Born into a notorious Queens, N.Y., drug dynasty during the late 1970s, 50 Cent was raised without a father; his street-savvy mother was found dead under mysterious circumstances before 50 Cent was a teenager, according to an online biography. News reports over the weekend speculated that Jackon’s dangerous past — he has been shot nine times — and his long-standing and fierce rivalry with rapper Ja Rule and his Murder Inc. crew could bring violence to Farmington.
50 Cent was involved in a well-publicized shoot-out in front of the Doubletree Hotel in Jersey City, N.J., last month, the New Jersey Star Ledger reported. When shots rang out, 50 Cent and his entourage fled in several SUVs, the newspaper reported, but police found nine casings in the parking lot.

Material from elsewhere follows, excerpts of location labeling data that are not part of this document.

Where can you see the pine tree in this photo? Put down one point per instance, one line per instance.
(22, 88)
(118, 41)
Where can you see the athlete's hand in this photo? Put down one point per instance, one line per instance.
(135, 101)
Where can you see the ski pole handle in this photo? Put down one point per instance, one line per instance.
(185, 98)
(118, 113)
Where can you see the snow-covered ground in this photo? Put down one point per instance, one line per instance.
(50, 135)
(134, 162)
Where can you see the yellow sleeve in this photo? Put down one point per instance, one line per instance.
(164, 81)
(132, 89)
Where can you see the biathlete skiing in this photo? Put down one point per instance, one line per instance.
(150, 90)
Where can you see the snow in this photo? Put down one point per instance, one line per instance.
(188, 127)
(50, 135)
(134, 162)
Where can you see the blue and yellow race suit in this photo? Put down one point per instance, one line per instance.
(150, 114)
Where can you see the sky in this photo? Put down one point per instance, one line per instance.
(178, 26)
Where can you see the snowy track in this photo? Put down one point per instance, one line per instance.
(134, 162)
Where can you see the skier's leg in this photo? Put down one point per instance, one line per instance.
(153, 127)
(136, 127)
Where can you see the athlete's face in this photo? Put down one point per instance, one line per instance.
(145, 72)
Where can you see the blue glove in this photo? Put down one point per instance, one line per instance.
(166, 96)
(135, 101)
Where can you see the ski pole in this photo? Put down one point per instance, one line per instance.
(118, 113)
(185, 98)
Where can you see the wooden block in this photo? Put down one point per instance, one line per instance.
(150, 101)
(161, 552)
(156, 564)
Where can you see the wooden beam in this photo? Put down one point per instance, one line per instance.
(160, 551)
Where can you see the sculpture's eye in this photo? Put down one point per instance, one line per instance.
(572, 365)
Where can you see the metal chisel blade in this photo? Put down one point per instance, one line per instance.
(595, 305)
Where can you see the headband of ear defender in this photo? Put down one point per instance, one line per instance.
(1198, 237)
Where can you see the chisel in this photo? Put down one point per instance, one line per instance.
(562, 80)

“When word got out that this may be happening, we began trying to track down who was representing him so we could meet with them to discuss any concerns,” Farmington police Capt. James Rio told the Associated Press. “He is a citizen and we are concerned for his safety as well as the safety of the public.”
50 Cent has record deals with Aftermath and Interscope records, both owned by Grammy-winning rapper Eminem, and his chart-topping hits include “P.I.M.P.” and “In Da Club.” When asked about the possibility of 50 Cent joining the 500-member Farmington Country Club, manager Jeff Boyle said the club would welcome the rapper.
“If he wants to he can,” he said. “If he’s a golfer, why not?”
Local music store owners said they were excited about Jackon’s move to Farmington, but did not think his move would necessarily increase hip-hop sales.
“We already have a really big hip-hop market here,” said Josephine Ackerson, manager at FYE, a shopping mall music store in Farmington.
Tyson, who bought the house for $2.7 million in 1997, invested $1 million in it by adding health-club-grade gymnasium equipment and a lavish nightclub, the Wall Street Journal reported last year. Tyson put the property on the market for $22 million in 1998, but with little success. In a last-ditch effort to attract buyers, Tyson put up a sign on the highway outside the property: “Come on in, I won’t bite you,” a London newspaper reported. Tyson took the home off the market in 2002.
“It’s a very unusual property and a standalone situation,” said Martha Fine, a Farmington realtor with Coldwell Banker. “[Farmington has] vintage antique homes to brand new things — the whole gamut. [Tyson’s] is a unique property.”